Whatever that part of the image is taken from, it appears to be completely new. Maybe a remaster? Or at the very least some new Mother 3-related content coming to Smash Ultimate?

While the sunflowers are a reference to a famous scene from Mother 3, they’ve apparently never been rendered the way they appear in the promotional art before. Meanwhile, the sky and clouds appear to come from Smash’s Tortimer Island stage. None of this probably means anything, but wild speculation like this often happens when it comes to Mother 3.

When Earthbound, known as Mother 2 in Japan, released in North America in 1995 for the SNES, many fans had no idea it was part of a series. The first game wasn’t published outside of Japan for decades, and the third still hasn’t been. Even the most oblivious Earthbound fans realised something was up when Lucas, the protagonist of Mother 3, appeared in 2008’s Smash Bros. Brawl.

Mother 3 had only come out two years earlier in Japan on the Game Boy Advance. If Nintendo was going to feature him in its major crossover fighting game series, surely it would bring the actual source material over at some point as well, either via a port or remaster.
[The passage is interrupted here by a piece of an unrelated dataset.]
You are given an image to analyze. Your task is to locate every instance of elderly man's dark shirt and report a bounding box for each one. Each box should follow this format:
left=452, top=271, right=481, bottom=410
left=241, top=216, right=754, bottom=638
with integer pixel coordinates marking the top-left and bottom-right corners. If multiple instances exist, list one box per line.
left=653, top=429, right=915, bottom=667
And yet, nothing.

“Localise Mother 3” has become such a common refrain among fans, appearing on random signs at wrestling events and on the wishlists for every new Nintendo Direct, that it’s become almost something of a joke, uttered ironically to mask the sincere desperation deep inside players’ hearts.

That’s the only way to read the latest Mother 3 conspiracy theory: partly born of desperation and partly the result of fan brains broken by the fact that the game has still never been rereleased. Others have already poked fun at the attempts to read into the series’ future based on Spirit Board tea leaves.